Many U.S. citizens have family members that would like to move to the country. The citizen may wonder if it is possible to petition on behalf of their relatives in order for them to get a visa or a green card.
Immigration law provides that citizens may petition on behalf of several different categories of relatives, including children, spouses, brothers, sisters and parents. Depending on the relationship between the two, the petition differs. A citizen may sponsor spouses, unmarried children under the age of 21, parents, siblings, and children who are over the age of 21 or married if they are seeking a green card. The citizen will have to complete an Affidavit of Support and a Petition for a Foreign Relative for that individual. An Application to Register Permanent Residence will also be required.
For a fiancé who the U.S. citizen wishes to be able to come to the U.S. in order to get married, the citizen will need to complete a Petition for an Alien Fiancé. The petition can cover both the fiancé and their unmarried children under the age of 21. Relatives who are not immediate family members will be subject to preference categories, which have annual limits.

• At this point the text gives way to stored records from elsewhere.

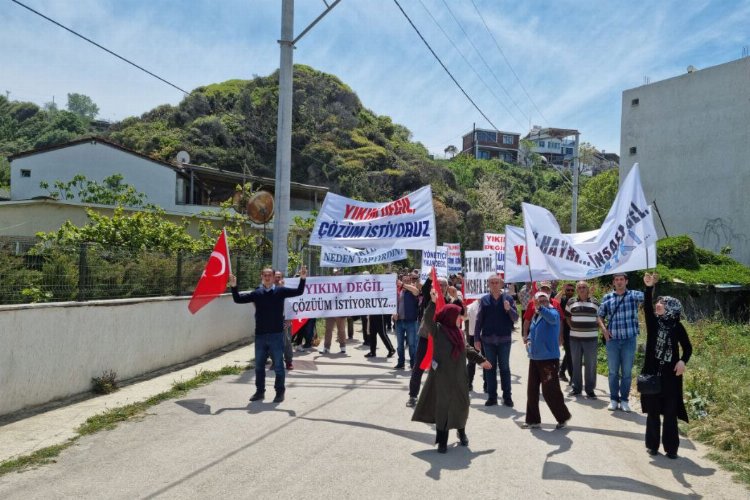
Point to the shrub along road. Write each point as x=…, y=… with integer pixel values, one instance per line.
x=344, y=431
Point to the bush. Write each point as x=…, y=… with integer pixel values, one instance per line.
x=677, y=252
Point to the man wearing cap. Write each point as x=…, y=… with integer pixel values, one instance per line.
x=546, y=287
x=620, y=308
x=493, y=333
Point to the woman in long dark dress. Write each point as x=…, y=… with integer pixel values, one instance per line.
x=664, y=334
x=444, y=400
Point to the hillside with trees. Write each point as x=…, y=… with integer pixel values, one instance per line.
x=336, y=142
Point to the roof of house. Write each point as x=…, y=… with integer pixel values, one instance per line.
x=207, y=173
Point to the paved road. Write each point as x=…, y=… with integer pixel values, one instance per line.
x=344, y=432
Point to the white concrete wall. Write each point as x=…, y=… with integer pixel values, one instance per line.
x=692, y=135
x=96, y=161
x=51, y=351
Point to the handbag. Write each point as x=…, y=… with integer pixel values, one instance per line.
x=649, y=385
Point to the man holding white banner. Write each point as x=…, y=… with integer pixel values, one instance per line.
x=625, y=242
x=408, y=222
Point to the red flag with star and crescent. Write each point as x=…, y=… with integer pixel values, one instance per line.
x=214, y=279
x=439, y=304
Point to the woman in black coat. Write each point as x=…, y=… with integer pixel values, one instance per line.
x=444, y=400
x=665, y=335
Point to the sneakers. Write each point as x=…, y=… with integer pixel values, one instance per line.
x=563, y=424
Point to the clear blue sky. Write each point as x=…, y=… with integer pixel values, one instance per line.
x=573, y=58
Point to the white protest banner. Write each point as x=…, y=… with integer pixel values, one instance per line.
x=437, y=258
x=351, y=257
x=480, y=266
x=496, y=243
x=408, y=222
x=454, y=257
x=625, y=242
x=334, y=296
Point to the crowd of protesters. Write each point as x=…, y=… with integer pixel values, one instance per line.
x=470, y=332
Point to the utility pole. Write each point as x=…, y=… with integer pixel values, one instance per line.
x=574, y=211
x=280, y=258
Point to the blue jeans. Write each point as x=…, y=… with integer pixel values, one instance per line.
x=406, y=331
x=499, y=356
x=620, y=357
x=269, y=344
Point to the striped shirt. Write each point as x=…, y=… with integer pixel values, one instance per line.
x=622, y=311
x=582, y=314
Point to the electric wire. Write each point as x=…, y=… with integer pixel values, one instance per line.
x=466, y=60
x=443, y=65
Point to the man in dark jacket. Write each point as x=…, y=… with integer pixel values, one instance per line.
x=493, y=333
x=269, y=327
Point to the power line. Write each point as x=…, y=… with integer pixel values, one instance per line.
x=101, y=47
x=508, y=63
x=467, y=61
x=484, y=61
x=443, y=65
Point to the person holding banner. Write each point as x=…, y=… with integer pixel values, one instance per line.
x=621, y=334
x=493, y=333
x=407, y=311
x=269, y=327
x=445, y=398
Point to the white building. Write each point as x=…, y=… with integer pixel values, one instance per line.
x=691, y=137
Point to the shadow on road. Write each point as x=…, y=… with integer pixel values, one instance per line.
x=563, y=472
x=457, y=458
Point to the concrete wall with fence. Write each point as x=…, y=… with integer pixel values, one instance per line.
x=52, y=351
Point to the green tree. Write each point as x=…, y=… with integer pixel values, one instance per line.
x=82, y=105
x=111, y=191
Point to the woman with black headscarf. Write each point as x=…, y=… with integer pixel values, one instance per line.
x=664, y=334
x=444, y=400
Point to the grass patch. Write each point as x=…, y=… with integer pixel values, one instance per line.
x=40, y=457
x=109, y=419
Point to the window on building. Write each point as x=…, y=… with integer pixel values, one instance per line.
x=486, y=136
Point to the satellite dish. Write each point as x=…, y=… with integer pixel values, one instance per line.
x=183, y=157
x=260, y=207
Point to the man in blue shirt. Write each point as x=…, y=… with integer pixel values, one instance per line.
x=493, y=333
x=621, y=334
x=269, y=327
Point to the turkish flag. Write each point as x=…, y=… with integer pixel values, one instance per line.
x=439, y=304
x=214, y=279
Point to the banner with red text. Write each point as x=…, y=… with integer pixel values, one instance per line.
x=454, y=257
x=408, y=222
x=625, y=242
x=481, y=265
x=336, y=296
x=496, y=243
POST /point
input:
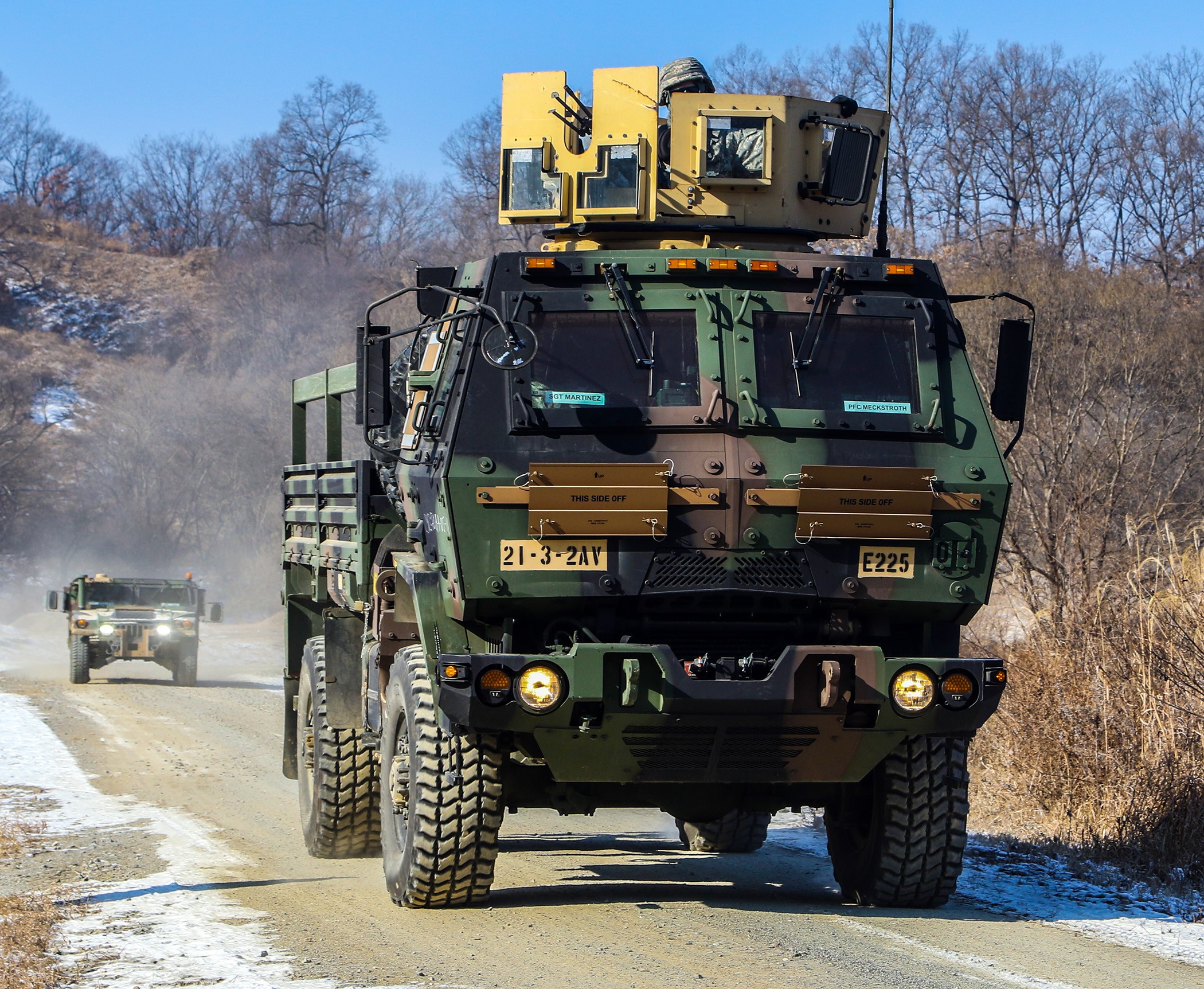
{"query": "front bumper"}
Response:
(631, 713)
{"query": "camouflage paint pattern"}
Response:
(731, 577)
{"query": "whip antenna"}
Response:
(882, 251)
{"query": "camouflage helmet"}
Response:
(683, 75)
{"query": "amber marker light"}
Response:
(956, 690)
(913, 690)
(541, 688)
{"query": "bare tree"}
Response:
(315, 175)
(179, 194)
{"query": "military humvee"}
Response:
(112, 618)
(673, 513)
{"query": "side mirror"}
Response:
(372, 378)
(850, 165)
(1013, 362)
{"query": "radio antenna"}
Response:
(881, 249)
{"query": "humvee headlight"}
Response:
(541, 688)
(913, 690)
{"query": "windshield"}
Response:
(858, 363)
(585, 362)
(110, 594)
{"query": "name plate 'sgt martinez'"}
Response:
(673, 513)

Family-based immigration helps families stay together. By allowing U.S. citizens to petition on behalf of their relatives, the government recognizes the importance of certain familial relationships. Those who wish to petition on behalf of their relatives may want to speak with an immigration and naturalization law attorney, as the process can be complicated. An attorney may help gather the needed documentation and submit the required forms correctly.